Single sign-on moves to the cloud

We are awash in passwords, and as the number of Web services increases, things are only going to get worse. Trying to manage all these individual passwords is a major problem for enterprise security. Many end users cope by re-using their passwords, which exposes all sorts of security holes.

One solution is a single sign-on (SSO) tool to automate the logins of enterprise applications and also beef up password complexity, without taxing end users to try to remember dozens of different logins.

SSO isn't new: we have had various products for more than a decade. What is new is that several products now combine both cloud-based SaaS logins with local desktop Windows logins, and add improved two-factor authentication and smoother federated identity integration.
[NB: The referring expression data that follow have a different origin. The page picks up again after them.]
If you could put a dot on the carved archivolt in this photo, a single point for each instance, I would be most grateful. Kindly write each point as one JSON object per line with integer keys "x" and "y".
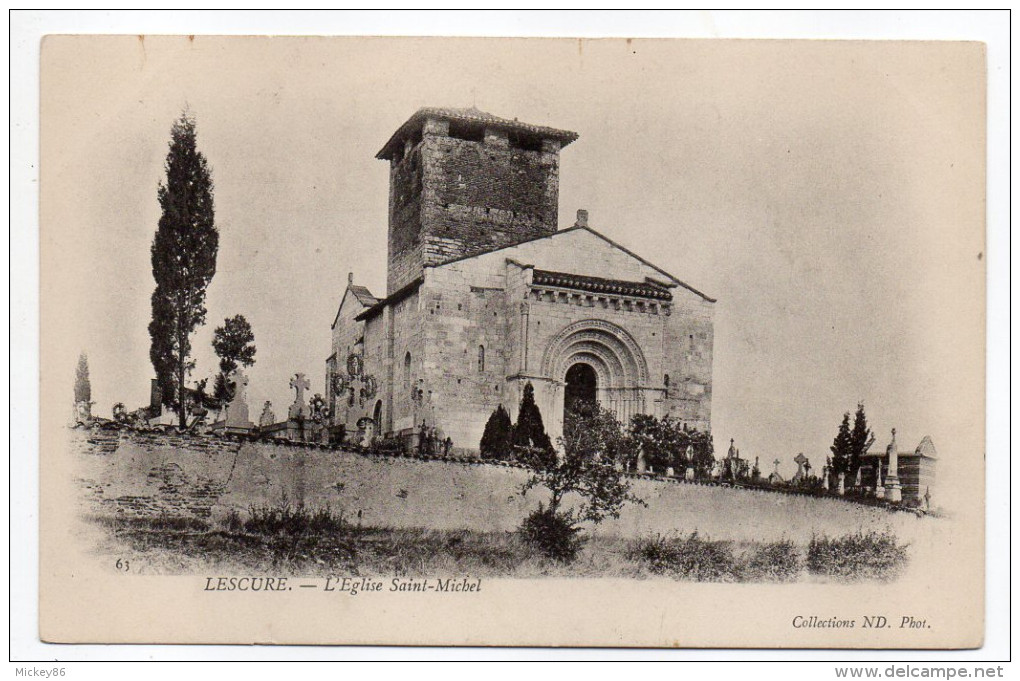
{"x": 609, "y": 349}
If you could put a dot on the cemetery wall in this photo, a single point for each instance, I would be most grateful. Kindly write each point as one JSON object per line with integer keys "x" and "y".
{"x": 154, "y": 474}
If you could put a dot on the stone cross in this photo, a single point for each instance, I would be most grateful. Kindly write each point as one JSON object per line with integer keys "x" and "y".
{"x": 298, "y": 409}
{"x": 237, "y": 410}
{"x": 267, "y": 418}
{"x": 893, "y": 491}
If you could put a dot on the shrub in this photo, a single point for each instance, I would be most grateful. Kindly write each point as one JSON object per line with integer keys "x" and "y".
{"x": 772, "y": 561}
{"x": 859, "y": 556}
{"x": 393, "y": 446}
{"x": 694, "y": 558}
{"x": 496, "y": 438}
{"x": 553, "y": 533}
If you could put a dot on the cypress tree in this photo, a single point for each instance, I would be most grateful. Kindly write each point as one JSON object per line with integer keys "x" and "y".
{"x": 83, "y": 386}
{"x": 184, "y": 262}
{"x": 529, "y": 430}
{"x": 861, "y": 438}
{"x": 496, "y": 438}
{"x": 842, "y": 447}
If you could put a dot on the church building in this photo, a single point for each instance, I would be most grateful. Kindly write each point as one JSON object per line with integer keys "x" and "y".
{"x": 485, "y": 295}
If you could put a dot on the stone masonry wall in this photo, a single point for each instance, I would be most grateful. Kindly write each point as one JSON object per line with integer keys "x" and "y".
{"x": 452, "y": 198}
{"x": 153, "y": 475}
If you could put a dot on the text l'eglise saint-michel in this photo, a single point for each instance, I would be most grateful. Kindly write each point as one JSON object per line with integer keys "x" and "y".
{"x": 348, "y": 585}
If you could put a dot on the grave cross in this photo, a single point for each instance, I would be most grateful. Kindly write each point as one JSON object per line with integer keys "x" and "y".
{"x": 300, "y": 383}
{"x": 240, "y": 381}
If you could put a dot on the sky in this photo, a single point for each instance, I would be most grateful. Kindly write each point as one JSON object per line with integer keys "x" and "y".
{"x": 829, "y": 195}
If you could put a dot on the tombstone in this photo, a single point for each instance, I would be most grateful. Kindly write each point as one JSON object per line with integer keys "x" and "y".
{"x": 237, "y": 411}
{"x": 268, "y": 417}
{"x": 367, "y": 428}
{"x": 800, "y": 460}
{"x": 893, "y": 490}
{"x": 83, "y": 412}
{"x": 299, "y": 410}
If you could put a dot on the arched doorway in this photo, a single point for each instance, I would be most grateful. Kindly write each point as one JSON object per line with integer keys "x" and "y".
{"x": 581, "y": 386}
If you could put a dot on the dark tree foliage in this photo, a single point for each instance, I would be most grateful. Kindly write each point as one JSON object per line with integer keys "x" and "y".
{"x": 842, "y": 447}
{"x": 529, "y": 431}
{"x": 665, "y": 443}
{"x": 496, "y": 438}
{"x": 222, "y": 389}
{"x": 861, "y": 439}
{"x": 83, "y": 386}
{"x": 184, "y": 262}
{"x": 234, "y": 344}
{"x": 594, "y": 447}
{"x": 704, "y": 453}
Also helping is a wider adoption of the open standard Security Assertion Markup Language (SAML), which allows for automated sign-ons via exchanging XML information between websites.

Cloud-based single sign-on: A business perk for customers?

The SSO market includes more than a dozen products from boutique shops to large software vendors. We tested eight products: SecureAuth, OneLogin, Okta, Symplified, Intel's McAfee Cloud Identity Manager, Numina Application Framework, SmartSignin and Radiant Logic. Several other SSO vendors were contacted but decided not to participate, including IBM, CA, Oracle and Ping Identity. (Watch a slideshow version of this story.)

The products all work in a similar fashion. First, they connect to one or more directory services, such as Active Directory, or an identity provider with an existing collection of users, such as Google Apps. They grab the user lists from these sources and then apply various rules in terms of what applications each user can access and whether they make use of advanced passwords, such as multifactor or one-time tokens to login to each app.

Users typically sign in to a Web-based portal, or the products grab their Windows desktop login credentials and use that as the basis for the authentication of the SSO app portfolio. This means that users don't have to remember or even in some cases need to know what their Google or Box passwords are to gain access to these apps.

It sounds simple but there is a great deal of behind-the-scenes software magic to make all the logins operate seamlessly and to connect the dots among the different pieces. And all of the user data "grabbing" should happen over encrypted connections to prevent man-in-the-middle and other attacks.

Trials and Pricing

Most of the vendors we tested offer free trial accounts with certain limitations beyond the two weeks' time frame, so you can get a feel for how they operate. And vendors are very willing to work with your own collection of apps to ensure that their products cover the ones you want to automate the sign-ons for. Some offer enticements such as unlimited number of users for a single app to deploy across your organization and get your end users used to the SSO apparatus, and then they start charging when you add new apps to the portal.

Vendors have somewhat different plans for their products. Some charge per user per month, others have more standard per-server site licensing fees. Some include live support for at least the regular workday, others only have online support and charge extra for live help past normal working hours. Some have different levels of pricing plans that cover a limited number of directory linkages, apps, or policy roles, and charge extra when you exceed these limits. Almost every vendor had incomplete pricing information published on their website, although SmartSignin's pricing page was superior. SecureAuth has the most complex pricing scheme.

All this makes comparing and calculating the cost of a total SSO rollout difficult. Also know that these products aren't cheap: plan on spending multiple tens of thousands of dollars annually for them, even for a relatively small installation. We have put together our best guess at what it would cost for a 500-seat installation for the first and subsequent years: some vendor's fees drop significantly in the outlying years. The reason why we call it a guess is because given the way prices aren't published online, it is clear that vendors often give discounts to get your business.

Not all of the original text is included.